If you’re reading this, perhaps you’ve already taken the first important step to participate in the exciting world of currency trading. Maybe you’ve checked out an XTB Test article to take a look at an available broker and liked what you saw. With our list of top 10 trading habits, we want to help you to keep all your pips and to grow your money over the long run. Successful forex traders will tell you that it takes discipline, practise and commitment to make money.
1. Don’t gamble, avoid spontaneity
You may be tempted by the large and fast-moving forex market and want to get rich instantly. You may also hear a rumour and want to jump in for a quick profit. In fact, do the opposite. Observe and learn more about what you want to trade before you dive in.
2. Don’t risk all your capital at once
Experienced traders do not put everything in one single trade but spread out the risks. In fact, currency trading should be a part of your overall trading portfolio so that you are not committing all your financial capital to just one asset class.
3. Research your trade and the macro environment
Select a couple of currency pairs and try to learn everything you can about them before you start trading. Use online data and news systems to educate yourself about the macro environment and the fundamental and technical factors that affect these currencies. Study their trading patterns and trends.
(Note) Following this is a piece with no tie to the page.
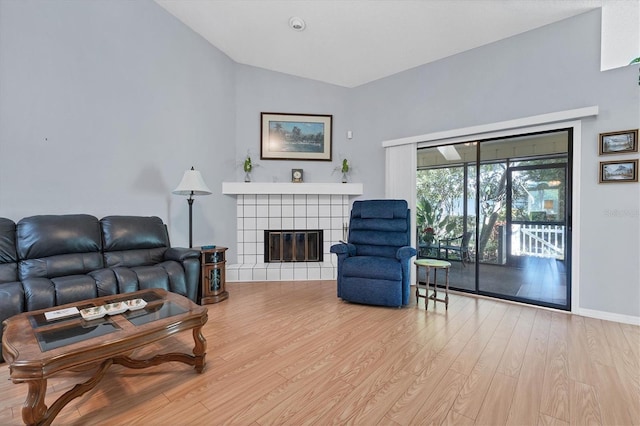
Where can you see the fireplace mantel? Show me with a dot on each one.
(235, 188)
4. Practise with a demo account first
Take advantage of the free demo account from your online broker and practise with the charting and analytical tools for a few months. Test out your trading strategy in the various market environments without risking any of your capital or feeling stressed when your trades are losing money. You can practise your risk management skills to see how to best manage your profit and loss. Start each trade with a small amount to proximate your live trades.
5. Always look at longer time frames than those which you are trading with
Currency pairs are likely to display different trends during different time frames, leading to confusing signals for the traders. Although you are setting up a short-term trade, it is important to analyse the trade within a longer time frame so that you can see the general picture as well as the sentiments for the currency pair.
6. Emotions and greed have no place in trading
When you start to get emotional in trading, step back, take a deep breath and see how your impending action fits in with your overall strategy. If you feel anxious that you are missing out on a trade, or if you want to double-down to make up for earlier losses, it is better to reconsider as you are about to enter an irrational trade. Go for money management rather than a “big win”. You need to have a clear and level head, so practising mindfulness as well as seeing how you can calm your nerves, maybe through the use of products like Blessed CBD Öl or anxiety meds prescribed by your doctor, you’ll be able to focus and attack the trading issue head-on.
7. Set your goals
Before you trade, it is important to determine your goals and plan your trade. For example, know what you want to trade, how much you want to make, how much capital you can lose and how much time you can devote to your trading. The currency market is dynamic, and you can get caught up in the short-term happenings. If you do your research, stay focused and execute according to your long-term goals rather than try to make a quick profit, you can increase your chance of making money.
8. Know your risk tolerance and manage your risk
Risk management is an essential part of forex trading. Before you start trading, you should think about how much risk you are willing to take. Know how much you are willing to lose in each trade. Remember to put in a stop-loss level and stick to the target. Avoid the mistake of losing all your money in the first few months of trading.
9. Do not over-leverage
One advantage of the forex market is that it provides a large degree of leverage for traders. That means you can use a small amount of capital to trade a much larger nominal amount. However, if you place a greater bet than you can afford, you can sustain a loss that can wipe out all your initial investment or cost you more. Look out for risk management systems that can help you to limit your losses.
10. Take notes and study your results
A lot can be learnt from your trading. Keep track of what strategies you are using and how well they work in the various trading environments. Always review if you are holding your trade for too long or if you are having too many open positions.